No es extraño que el pelotazale acuda a veces al frontón a presenciar el debut de una joven promesa en vez del partido estelar programado en el festival. No soy experto en la materia y tendré que consultarlo con el amigo Javier en mi próxima visita a Azpeitia, pero juraría que en las plazas de toros sucede algo similar con los novilleros que se disponen a tomar la alternativa. Es con ese espíritu con el que me situé delante de la televisión el martes a ver la estrafalaria moción de censura del Congreso de los Diputados español.

Lo cierto es que lo único políticamente relevante que ha sucedido en Madrid durante los últimos días ha sido el bautizo de Yolanda Díaz como (presunta) líder del espacio que habita a la izquierda del PSOE. Y ello ha sido así porque Pedro Sánchez decidió cederle el tercio de banderillas –seguimos con los símiles taurinos–, en detrimento de otras líderes coaligadas con las que no parece sintonizar tanto. Vista desde fuera, la cuestión resulta chocante, incluso humillante para unos morados que observan atónitos que un dirigente ajeno se ponga a cocinar en su propia casa; pero parece evidente que el presuntuoso presidente español ha decidido que es con la dirigente gallega con la que tiene más posibilidades de seguir gobernando tras las elecciones generales.
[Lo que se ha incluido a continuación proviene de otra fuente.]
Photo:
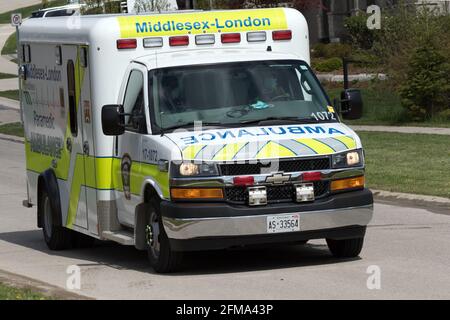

A nadie se le oculta que el podemismo vive tiempos de turbulencias y tiene ante sí la imperiosa necesidad de reformularse, cuestión en la que Pablo Iglesias no está ayudando con su extraña actitud. Aquí entre nosotros, además, de sus resultados en las elecciones de mayo pueden depender no pocas alcaldías. Pero pretender por ello ningunear y menospreciar a todo un movimiento político para tratar de sustituirlo resulta tan torpe como suicida. Yolanda Díaz y los suyos deberían fijarse en aquello que advertía Fray Luis de León: lo que en breve sube en alto asiento, suele desfallecer apresurado. Aunque también es verdad que antes debieron hacerlo otros.